Even though I often find myself disliking what black does, the fact that it’s there and it works as advertised allows energy to be focused on more productive things than code formatting (which is IMO why so many projects have adopted it). How we lay out our project folders, and with what config files and metadata we populate them would really benefit from that kind of noise reduction.

So freaking what if we decide to force (for example) a src/-layout, presence of pyproject.toml, etc., as long as we make it work seamlessly and out of the box, even for those who were used to some other variation previously. With the exception of us packaging nerds, the vast majority of people simply don’t care, they just want something straightforward, well-documented & non-confusing that works.

12 Likes

Absolutely agreed. But my point is, let’s please make sure that we’re focussing on what users do, and not what we do. Currently, everything revolves around writing a (distribution) package, because that’s what the people writing the docs and tools do. But not every Python user writes distribution packages, opinionated workflow or not.

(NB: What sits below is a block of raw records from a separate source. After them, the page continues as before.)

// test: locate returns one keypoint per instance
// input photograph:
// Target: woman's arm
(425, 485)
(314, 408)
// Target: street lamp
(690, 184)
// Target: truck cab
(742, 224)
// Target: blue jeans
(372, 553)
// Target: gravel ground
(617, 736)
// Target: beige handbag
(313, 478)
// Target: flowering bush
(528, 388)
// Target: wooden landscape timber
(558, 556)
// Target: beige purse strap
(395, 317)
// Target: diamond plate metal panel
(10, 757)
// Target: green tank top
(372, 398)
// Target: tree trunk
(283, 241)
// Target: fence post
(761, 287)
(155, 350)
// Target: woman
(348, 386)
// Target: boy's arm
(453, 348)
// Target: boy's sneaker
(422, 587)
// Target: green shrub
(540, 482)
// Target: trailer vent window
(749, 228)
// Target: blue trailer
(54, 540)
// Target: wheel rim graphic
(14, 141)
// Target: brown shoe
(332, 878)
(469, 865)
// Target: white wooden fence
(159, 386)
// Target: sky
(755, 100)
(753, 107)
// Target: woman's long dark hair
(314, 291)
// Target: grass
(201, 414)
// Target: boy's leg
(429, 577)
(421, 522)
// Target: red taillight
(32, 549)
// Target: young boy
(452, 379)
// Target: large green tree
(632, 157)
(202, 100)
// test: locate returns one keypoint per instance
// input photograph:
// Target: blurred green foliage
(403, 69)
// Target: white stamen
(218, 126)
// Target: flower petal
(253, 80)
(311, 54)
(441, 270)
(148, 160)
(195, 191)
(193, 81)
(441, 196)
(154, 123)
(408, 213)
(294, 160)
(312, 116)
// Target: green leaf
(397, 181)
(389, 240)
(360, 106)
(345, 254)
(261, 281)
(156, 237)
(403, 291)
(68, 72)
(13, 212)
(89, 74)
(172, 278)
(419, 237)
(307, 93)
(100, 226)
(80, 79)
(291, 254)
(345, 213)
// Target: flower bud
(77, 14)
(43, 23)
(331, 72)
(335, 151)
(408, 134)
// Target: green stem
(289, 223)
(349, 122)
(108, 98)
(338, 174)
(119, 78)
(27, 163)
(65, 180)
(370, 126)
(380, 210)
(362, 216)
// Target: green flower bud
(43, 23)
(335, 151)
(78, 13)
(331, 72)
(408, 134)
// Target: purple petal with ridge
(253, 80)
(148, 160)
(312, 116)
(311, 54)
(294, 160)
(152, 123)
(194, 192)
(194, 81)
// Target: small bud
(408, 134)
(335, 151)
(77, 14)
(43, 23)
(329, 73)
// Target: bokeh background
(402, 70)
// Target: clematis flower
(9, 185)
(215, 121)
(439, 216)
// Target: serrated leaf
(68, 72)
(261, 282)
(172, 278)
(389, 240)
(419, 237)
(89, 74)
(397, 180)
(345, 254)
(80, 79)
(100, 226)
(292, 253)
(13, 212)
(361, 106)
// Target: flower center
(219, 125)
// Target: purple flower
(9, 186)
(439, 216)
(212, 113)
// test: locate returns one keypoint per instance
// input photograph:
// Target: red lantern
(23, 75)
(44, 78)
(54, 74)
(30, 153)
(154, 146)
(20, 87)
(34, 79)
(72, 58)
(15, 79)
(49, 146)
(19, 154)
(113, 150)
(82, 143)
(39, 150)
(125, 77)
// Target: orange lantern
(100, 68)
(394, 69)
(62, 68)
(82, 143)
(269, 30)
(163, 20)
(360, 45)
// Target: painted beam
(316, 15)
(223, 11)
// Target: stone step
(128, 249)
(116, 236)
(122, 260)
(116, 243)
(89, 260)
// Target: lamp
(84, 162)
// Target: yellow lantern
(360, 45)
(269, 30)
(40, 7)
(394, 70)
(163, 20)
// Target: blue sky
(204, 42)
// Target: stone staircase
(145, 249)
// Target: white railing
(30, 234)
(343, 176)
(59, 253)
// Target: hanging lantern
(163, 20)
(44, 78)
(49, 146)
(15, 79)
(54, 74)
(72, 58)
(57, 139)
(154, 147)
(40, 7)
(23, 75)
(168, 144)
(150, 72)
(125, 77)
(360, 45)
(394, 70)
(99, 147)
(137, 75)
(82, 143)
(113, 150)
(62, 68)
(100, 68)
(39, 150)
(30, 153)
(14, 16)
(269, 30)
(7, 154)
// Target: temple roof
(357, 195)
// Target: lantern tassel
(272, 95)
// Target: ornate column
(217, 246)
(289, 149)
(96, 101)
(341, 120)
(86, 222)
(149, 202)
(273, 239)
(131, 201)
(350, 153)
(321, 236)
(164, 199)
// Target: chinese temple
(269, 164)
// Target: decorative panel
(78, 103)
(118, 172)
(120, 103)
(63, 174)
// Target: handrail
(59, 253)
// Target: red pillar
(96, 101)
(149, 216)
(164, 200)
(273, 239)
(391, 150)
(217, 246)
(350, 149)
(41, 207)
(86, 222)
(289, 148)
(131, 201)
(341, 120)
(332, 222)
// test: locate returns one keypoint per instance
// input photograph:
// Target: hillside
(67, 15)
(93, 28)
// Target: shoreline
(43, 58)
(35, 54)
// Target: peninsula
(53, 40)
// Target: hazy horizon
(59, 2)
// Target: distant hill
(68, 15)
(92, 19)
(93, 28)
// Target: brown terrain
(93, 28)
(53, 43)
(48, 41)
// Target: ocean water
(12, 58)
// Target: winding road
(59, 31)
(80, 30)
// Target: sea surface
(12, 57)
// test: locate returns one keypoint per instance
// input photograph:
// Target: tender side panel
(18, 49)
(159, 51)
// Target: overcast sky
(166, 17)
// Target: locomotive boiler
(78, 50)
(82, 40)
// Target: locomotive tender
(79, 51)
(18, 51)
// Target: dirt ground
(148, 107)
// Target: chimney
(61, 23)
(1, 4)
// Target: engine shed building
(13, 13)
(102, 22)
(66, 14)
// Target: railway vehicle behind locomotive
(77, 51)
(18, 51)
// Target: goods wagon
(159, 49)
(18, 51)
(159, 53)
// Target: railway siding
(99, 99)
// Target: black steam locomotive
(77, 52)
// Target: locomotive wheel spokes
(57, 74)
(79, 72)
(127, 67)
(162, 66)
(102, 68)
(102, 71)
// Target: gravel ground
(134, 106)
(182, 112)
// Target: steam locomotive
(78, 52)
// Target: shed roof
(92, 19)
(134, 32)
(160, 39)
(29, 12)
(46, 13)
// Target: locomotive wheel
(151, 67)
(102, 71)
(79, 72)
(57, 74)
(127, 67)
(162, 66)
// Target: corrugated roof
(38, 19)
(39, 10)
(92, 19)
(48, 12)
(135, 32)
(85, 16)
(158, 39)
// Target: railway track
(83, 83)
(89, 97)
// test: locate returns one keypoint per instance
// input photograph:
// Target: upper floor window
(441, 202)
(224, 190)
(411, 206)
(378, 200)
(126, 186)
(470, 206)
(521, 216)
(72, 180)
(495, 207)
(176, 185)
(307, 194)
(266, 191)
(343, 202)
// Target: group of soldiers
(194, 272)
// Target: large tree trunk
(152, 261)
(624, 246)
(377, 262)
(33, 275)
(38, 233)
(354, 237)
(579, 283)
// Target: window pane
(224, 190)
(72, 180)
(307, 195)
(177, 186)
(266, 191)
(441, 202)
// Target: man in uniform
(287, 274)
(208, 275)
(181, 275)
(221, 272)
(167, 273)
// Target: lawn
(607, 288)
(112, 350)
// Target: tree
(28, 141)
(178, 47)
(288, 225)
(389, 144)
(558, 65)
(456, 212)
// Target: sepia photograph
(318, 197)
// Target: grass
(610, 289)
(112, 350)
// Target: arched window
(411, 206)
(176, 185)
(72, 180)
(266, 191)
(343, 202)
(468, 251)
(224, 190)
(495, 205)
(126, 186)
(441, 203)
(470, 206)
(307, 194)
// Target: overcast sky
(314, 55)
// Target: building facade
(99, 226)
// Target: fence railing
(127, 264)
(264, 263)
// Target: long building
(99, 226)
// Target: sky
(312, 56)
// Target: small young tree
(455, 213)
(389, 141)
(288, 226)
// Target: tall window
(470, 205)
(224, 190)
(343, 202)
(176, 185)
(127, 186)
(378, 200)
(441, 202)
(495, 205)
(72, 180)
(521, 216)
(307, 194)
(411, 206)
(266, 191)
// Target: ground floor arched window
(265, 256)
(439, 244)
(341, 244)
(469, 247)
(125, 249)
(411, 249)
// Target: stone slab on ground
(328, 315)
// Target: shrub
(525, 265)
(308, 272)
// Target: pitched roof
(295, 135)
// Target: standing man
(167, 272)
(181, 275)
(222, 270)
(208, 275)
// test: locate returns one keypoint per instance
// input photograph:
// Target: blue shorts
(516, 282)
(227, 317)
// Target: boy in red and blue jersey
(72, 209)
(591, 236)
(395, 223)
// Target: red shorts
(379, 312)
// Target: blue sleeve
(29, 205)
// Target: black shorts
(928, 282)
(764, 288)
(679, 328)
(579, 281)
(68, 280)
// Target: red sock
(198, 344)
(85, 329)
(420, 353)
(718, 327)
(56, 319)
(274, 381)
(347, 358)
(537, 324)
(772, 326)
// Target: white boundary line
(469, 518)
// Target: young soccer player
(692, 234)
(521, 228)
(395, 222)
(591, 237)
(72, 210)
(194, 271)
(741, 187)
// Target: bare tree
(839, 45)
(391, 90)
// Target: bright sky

Everyone points at rust as an example of a great opinionated workflow. And I mostly agree. But it sucks if you want to write 20+ small executables as part of a single project[1] (that’s a real life example I had, with Advent of Code). That’s what you get when you don’t think of all the use cases.


  1. It’s possible that the way it sucks is that you can’t easily find information on how to do that. But that’s no better for a beginner than not being able to do it at all. ↩︎

2 Likes

Oh, that’s interesting. I actually found the UX really clear and intuitive with Cargo for doing that, and appreciated that I didn’t need to repeat information that was on the file system in the configuration and such, because of the well-defined structure.

I reckon that’s fair – IMO the main thing about trying to cover anything more in a meaningful manner is that we’ll need to be opinionated and focused on a consistent UX (rather than focusing on interoperability and a model of “each tools does its own thing”).

If you think it’s offtopic, I’m OK with taking it offline, but I do think it’s a good example of the pitfalls of an “opinionated” approach that doesn’t consider enough use cases, so for now I’ll keep it here.

How do you persuade cargo to allow you to have “day1”, “day2”, “day3”, … programs, all under the same project? In particular, I want the default to be no sharing of code, while still having the ability to have a “day1 parsing” library file. And on day 2, I want to just build and run the day 2 code/files. But, for example, I don’t want to maintain a separate list of dependencies for each day - the “project” is to learn rust, and the dependencies are the accumulated set of libraries that I’ve started to get familiar with.

That’s a very common workflow for me. In a similar way, in Python my “game probability experiments” project will have libraries like sympy, lea, and the like in it, but a bunch of independent scripts like “cant_stop.py”, “settlers.py”, etc. But my “PyPI analysis” project will depend on requests, packaging, etc, and scripts like “download_metadata.py”, “wheels_by_project_age.py”, etc. Neither will have a single “buildable artifact” that represents the project, nor will they have a single “run this project” or “test the project” action.

I can easily do this in Python, by handling the bits myself (a .venv in the project folder, a requirements.txt to record dependencies, and just run the scripts manually). But a workflow tool that says I need to define my project in pyproject.toml, and give it a name and version, and put my scripts in a src directory, and my tests in tests, just leaves me endlessly fighting the assumptions of the tool. I’ve tried various tools and hit that sort of problem - I’m deliberately not naming tools, though, because my point is that it’s a general “mindset” problem.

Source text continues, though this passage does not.